The Crazy Season by Jim Ody
Joel Baxter is infamous for solving weird and bizarre cases that others avoid. So, when he receives an email from a teenage boy Tim saying his town is cursed, he cannot turn it down.
“…I will more than likely be dead when you read this. There is nothing I can do about it. It’s the curse, and we’ve hit The Crazy Season.” Every 20 years, there are a handful of unexplained teenage deaths and it’s started again.
With the help of his straight-talking friend Melody, they set out to get to the bottom of the alleged curse. Everybody in Black Rock has secrets and nobody wants to speak.
The closer they get to truth the more Joel and Melody realise that their involvement is far from coincidental.
About the author.
Jim writes dark psychological/thrillers, Horror and YA books that have endings you won’t see coming, and favours stories packed with wit. He has written over a dozen novels and many more short-stories spanning many genres.
Jim has a very strange sense of humour and is often considered a little odd. When not writing he will be found playing the drums, watching football and eating chocolate. He lives with his long-suffering wife, three beautiful children and two indignant cats in Swindon, Wiltshire UK.
I have an extract for you!
Every time he saw his wife it took his breath away. The shrunken mound laid there motionless. She was attached to machines like she was the main computer powering them. That was something he liked to say to his mate, Kit. It gave her the importance that she deserved.
It was hard. He felt so much love, but there was a mix of pity there too. He hated that. She’d hate that. She was not one to join the pity-parade, instead subscribing to a pragmatic view of life that focused on what you could control and not dwelling on what you couldn’t.
“Hey, Beautiful,” he said walking over and placing a kiss on her cheek. It had taken him a few days to speak to her without crying. A part of him wished he’d still react that way. He hated to think he was getting used to her being like this, but of course he was. How could he not?
“I brought these for you. I know you love them.” He placed them on the side, the softness of the petals touched his skin in contrast with the hard-crackle of the plastic holding them.
“Silly, I know,” he added, and drank her in. The strong woman who was dying in front of him. The previously active person now needed to be manually moved and worked on to keep her joints and limbs supple and as mobile as possible. But there was only so much that could be expected here. Her muscle tone had softened.
He pulled out his phone and pressed the play button the same way he did on every visit. The same song.

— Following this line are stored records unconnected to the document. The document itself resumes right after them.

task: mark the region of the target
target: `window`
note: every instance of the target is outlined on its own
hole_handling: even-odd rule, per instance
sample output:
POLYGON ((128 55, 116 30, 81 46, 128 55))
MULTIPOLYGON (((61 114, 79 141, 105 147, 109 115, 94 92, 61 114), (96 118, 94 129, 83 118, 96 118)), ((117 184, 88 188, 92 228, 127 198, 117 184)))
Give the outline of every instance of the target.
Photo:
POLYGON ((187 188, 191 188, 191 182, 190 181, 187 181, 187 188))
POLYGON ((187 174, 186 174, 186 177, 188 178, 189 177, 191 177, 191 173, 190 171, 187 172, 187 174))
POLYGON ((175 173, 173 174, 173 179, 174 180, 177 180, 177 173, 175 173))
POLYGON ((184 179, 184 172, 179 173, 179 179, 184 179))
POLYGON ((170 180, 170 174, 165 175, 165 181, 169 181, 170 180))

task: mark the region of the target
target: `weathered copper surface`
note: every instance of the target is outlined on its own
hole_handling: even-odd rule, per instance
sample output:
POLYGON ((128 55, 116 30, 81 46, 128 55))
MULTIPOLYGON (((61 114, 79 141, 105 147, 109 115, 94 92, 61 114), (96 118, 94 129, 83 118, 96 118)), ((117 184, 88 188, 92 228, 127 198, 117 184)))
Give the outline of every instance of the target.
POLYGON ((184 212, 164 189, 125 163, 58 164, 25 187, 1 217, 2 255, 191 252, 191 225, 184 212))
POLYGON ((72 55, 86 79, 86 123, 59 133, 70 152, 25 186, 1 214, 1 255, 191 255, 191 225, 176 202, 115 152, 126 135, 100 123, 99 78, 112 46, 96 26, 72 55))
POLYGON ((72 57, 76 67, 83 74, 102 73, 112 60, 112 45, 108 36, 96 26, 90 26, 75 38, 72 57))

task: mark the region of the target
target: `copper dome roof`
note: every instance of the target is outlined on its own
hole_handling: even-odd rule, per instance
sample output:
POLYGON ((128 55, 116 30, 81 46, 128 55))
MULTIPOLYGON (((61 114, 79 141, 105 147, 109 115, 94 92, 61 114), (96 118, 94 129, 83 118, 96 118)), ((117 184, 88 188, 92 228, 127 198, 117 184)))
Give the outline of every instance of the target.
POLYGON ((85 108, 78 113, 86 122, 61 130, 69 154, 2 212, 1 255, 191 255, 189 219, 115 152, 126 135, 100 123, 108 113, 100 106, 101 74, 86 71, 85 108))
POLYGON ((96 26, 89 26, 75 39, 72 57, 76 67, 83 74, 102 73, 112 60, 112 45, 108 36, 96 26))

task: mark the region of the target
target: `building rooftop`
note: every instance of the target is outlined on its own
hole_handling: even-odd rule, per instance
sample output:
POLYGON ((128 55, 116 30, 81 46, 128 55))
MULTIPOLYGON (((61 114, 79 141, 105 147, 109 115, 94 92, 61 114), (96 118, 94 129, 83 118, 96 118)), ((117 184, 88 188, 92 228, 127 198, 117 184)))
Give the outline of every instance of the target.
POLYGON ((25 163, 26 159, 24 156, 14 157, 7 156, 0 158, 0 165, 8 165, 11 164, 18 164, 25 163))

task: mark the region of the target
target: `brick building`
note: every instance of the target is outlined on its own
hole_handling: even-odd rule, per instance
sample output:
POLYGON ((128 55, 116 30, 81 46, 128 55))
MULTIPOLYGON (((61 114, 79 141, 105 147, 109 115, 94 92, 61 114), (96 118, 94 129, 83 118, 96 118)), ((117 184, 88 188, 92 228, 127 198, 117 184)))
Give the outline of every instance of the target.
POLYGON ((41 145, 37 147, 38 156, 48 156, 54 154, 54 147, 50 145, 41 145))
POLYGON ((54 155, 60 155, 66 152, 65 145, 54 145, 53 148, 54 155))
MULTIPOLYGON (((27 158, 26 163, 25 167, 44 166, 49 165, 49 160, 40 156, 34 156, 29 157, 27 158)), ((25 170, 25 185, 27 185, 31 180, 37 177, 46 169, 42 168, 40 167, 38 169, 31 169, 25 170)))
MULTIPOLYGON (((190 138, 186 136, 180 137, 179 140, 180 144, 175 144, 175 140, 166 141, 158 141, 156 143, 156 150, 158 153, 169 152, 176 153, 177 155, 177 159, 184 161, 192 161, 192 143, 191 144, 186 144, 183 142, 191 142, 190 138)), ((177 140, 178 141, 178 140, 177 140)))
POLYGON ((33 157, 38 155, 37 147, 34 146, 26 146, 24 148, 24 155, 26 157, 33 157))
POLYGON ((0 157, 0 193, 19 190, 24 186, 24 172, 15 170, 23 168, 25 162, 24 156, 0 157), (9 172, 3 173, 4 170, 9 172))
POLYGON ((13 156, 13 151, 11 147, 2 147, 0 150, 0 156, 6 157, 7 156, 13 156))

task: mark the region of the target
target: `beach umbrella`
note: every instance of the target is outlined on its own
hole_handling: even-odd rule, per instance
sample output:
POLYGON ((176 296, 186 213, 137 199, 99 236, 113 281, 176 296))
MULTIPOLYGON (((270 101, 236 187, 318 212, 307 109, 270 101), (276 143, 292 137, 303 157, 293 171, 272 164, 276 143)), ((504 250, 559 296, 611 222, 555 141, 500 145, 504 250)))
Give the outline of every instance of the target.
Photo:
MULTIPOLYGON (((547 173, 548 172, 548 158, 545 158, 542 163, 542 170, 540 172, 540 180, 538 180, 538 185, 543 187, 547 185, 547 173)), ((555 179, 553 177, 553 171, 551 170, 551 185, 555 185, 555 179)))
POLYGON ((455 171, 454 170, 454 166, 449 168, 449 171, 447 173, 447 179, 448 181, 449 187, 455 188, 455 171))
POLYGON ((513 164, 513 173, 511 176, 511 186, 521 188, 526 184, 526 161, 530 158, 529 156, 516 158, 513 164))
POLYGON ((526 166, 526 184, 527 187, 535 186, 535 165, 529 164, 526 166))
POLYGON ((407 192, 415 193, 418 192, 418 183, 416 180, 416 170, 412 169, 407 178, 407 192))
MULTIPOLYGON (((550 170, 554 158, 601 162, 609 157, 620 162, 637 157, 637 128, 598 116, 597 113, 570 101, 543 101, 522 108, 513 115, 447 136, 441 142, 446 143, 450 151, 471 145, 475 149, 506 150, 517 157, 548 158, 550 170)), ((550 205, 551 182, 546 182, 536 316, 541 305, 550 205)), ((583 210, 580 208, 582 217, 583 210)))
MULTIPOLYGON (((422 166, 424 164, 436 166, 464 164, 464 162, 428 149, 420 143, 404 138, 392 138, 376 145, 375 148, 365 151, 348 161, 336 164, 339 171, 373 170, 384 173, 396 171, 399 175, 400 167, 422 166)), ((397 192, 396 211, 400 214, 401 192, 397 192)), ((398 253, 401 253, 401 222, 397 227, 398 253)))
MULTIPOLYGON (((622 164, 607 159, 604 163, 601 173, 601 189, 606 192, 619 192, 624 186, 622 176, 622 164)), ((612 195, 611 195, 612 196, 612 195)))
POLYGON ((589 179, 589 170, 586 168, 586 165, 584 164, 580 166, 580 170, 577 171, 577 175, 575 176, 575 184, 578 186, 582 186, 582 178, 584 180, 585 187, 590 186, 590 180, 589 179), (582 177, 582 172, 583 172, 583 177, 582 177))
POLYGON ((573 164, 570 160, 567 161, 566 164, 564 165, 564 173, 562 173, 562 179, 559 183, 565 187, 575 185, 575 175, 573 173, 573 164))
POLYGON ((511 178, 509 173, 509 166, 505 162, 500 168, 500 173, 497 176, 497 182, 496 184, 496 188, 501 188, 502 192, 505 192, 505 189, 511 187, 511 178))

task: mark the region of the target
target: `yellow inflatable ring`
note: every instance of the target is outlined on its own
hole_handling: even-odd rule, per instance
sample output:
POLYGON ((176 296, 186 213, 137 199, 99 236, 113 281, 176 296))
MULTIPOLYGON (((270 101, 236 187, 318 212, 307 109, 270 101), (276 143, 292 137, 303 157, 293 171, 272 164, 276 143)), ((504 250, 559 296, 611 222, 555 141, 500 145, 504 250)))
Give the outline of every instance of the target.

He gulped in anticipation.
Sophie B Hawkins – As I Lay Me Down.
He sat down and held his wife’s bony hand as the lyrics to the slow song glided over them both. An invisible bond weaving its way around them. It transported him to another time. The memories of listening to it together on their first few dates. An explosion of anxiety and excitement. Then a wash of sunlight raining down on her as she swayed in a summer dress, and he could do nothing more than look at her in awe. The top half hugged her curves, whilst below the waist danced freely with her movements. He could never believe she’d wanted him as much as he’d wanted her. But that was fine. It didn’t matter. The fact she allowed him to stick around was enough, to share kisses, and intimate moments where their naked skin was pressed together, and they lost themselves in a world where only they existed. Memories flashed around him as he closed his eyes for a while: open windows with curtains flowing from an evening breeze and candles projected juddering shadows like dark fairies in the background. All the while, Sophie sang to them and only them. That’s how it felt then, and that’s how it felt to him now.